Binding mode of (R,R)‐trans‐δ‐viniferin and (S,S)‐trans‐δ‐viniferin when docked into Pu22T14T23 G‐quadruplex. The four panels represent the four possible 1 : 2 DNA/ligand complexes which can be formed between Pu22T14T23 G‐quadruplex and the two enantiomers targeting the 5’‐end quartet (top) and/or the 3’‐end quartet (bottom) as follows: A) 5’‐end quartet: (R,R)‐trans‐δ‐viniferin, 3’‐end quartet: (R,R)‐trans‐δ‐viniferin, B) 5’‐end quartet: (S,S)‐trans‐δ‐viniferin, 3’‐end quartet: (S,S)‐trans‐δ‐viniferin, C) 5’‐end quartet: (R,R)‐trans‐δ‐viniferin, 3’‐end quartet: (S,S)‐trans‐δ‐viniferin and D) 5’‐end quartet: (S,S)‐trans‐δ‐viniferin, 3’‐end quartet: (R,R)‐trans‐δ‐viniferin. (R,R)‐trans‐δ‐viniferin and (S,S)‐trans‐δ‐viniferin are represented as cyan and green sticks, respectively.

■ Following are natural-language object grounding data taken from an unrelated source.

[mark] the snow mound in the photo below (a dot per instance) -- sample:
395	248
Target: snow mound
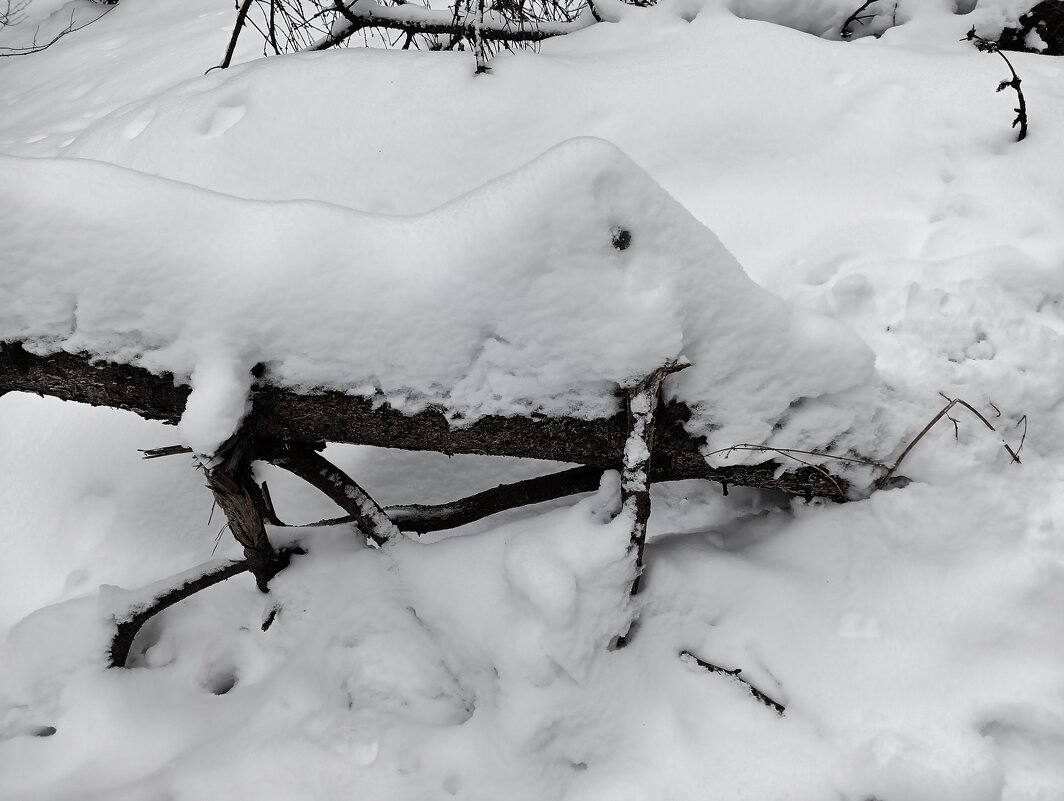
536	294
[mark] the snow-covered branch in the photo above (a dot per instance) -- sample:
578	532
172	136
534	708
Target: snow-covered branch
285	415
411	18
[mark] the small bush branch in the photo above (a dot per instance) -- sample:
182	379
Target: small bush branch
34	47
315	469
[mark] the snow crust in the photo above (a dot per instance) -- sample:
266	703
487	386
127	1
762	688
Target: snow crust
915	637
511	300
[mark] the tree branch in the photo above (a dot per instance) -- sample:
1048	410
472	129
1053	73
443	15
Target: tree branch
319	472
425	518
131	621
688	656
411	18
335	417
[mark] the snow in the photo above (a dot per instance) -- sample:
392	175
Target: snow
298	210
449	307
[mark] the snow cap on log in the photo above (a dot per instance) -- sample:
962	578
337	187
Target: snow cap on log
538	293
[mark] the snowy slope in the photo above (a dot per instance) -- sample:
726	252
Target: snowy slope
475	306
915	637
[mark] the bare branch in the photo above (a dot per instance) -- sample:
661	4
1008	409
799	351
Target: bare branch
187	584
780	708
285	415
312	467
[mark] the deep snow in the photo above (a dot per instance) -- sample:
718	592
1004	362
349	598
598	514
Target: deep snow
914	636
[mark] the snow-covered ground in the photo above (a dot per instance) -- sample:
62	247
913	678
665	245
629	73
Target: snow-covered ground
916	637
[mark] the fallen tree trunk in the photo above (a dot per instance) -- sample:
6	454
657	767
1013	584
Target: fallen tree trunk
334	417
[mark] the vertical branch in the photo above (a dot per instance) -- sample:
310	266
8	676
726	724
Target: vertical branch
642	405
242	16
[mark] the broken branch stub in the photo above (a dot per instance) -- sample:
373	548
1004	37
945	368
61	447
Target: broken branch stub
301	460
642	402
230	480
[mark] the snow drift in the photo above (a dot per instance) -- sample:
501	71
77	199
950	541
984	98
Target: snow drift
537	294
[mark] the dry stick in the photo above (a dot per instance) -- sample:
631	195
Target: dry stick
301	460
242	16
422	518
426	518
330	416
235	491
642	407
943	413
478	39
130	623
37	48
1021	109
413	20
780	708
993	47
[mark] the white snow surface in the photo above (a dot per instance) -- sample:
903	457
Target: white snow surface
915	636
511	300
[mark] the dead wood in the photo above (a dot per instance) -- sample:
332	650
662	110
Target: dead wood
301	460
780	708
230	479
425	518
284	415
130	623
641	406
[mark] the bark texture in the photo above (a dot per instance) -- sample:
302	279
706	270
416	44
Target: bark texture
285	415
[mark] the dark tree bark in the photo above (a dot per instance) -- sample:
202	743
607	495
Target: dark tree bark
285	415
230	479
130	623
316	470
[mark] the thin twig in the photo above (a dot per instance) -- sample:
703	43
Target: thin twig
780	708
845	32
944	412
993	47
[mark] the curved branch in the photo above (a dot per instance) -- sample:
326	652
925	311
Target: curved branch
286	415
425	518
167	595
301	460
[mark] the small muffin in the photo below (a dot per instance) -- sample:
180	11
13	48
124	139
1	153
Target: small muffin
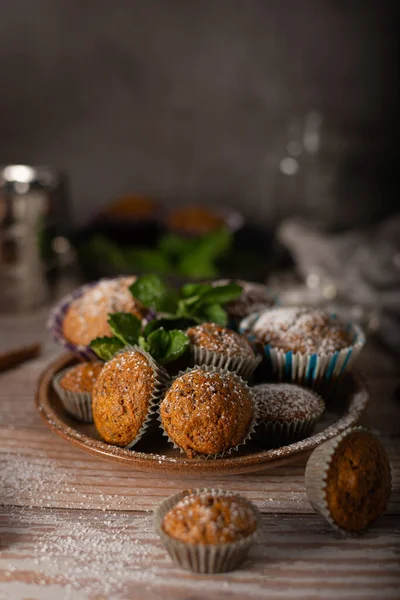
206	530
254	298
348	480
305	330
74	387
208	412
222	347
286	413
86	316
304	345
129	386
82	377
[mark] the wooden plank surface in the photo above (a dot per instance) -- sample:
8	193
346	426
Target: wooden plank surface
75	526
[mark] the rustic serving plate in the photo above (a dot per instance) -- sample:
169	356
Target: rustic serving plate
154	454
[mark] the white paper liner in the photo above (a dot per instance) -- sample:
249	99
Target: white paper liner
316	476
162	381
205	558
242	365
308	369
253	422
77	404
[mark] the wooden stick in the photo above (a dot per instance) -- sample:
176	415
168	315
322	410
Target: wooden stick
11	359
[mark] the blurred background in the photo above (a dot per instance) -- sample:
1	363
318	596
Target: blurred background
257	138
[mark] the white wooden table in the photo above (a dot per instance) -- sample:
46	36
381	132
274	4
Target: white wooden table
75	527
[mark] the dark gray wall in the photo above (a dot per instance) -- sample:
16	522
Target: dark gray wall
194	99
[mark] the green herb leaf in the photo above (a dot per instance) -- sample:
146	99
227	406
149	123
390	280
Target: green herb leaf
153	293
166	346
106	347
125	326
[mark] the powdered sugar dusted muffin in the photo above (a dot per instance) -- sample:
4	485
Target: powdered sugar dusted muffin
125	393
208	412
304	345
304	330
222	347
207	530
86	316
255	297
286	412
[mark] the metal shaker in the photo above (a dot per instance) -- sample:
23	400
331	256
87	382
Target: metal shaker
28	225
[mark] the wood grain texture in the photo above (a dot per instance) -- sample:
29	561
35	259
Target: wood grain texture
73	526
85	554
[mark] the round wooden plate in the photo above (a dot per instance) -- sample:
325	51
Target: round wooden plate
154	454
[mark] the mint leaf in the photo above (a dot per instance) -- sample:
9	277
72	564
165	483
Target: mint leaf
125	326
106	347
153	293
166	346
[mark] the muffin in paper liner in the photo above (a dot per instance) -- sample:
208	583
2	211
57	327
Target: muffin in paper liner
274	434
162	381
207	558
307	369
253	422
57	316
77	404
317	472
242	365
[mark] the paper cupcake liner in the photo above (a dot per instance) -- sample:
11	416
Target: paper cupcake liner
162	381
276	434
207	558
309	369
77	404
253	422
57	316
243	366
316	476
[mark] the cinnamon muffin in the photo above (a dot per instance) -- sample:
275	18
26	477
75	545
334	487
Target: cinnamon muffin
124	395
209	518
208	412
286	413
82	377
86	316
304	330
348	480
222	347
207	530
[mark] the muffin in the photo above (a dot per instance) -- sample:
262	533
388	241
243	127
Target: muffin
206	530
286	413
254	298
125	395
219	346
304	345
86	316
74	387
348	480
208	412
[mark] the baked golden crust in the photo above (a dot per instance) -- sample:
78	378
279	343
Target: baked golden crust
86	317
205	412
122	396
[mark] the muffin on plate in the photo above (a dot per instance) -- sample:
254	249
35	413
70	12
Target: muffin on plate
255	297
125	396
208	412
304	344
348	480
207	530
219	346
287	413
86	316
74	387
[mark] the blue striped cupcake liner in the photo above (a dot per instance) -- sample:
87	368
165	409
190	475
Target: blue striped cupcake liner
308	369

While in the ds10 duplex/trans‐δ‐viniferin systems no significant variations were detected in terms of binding energies between the two best poses at minor and major grooves, in the case of Pu22T14T23 G‐quadruplex/trans‐δ‐viniferin systems a more relevant difference between binding energies for the interaction at the 3’‐ and 5’‐end quartets was found, suggesting that the 3’‐end quartet could be the preferential binding site on Pu22T14T23 G‐quadruplex for both (R,R)‐trans‐δ‐viniferin and (S,S)‐trans‐δ‐viniferin.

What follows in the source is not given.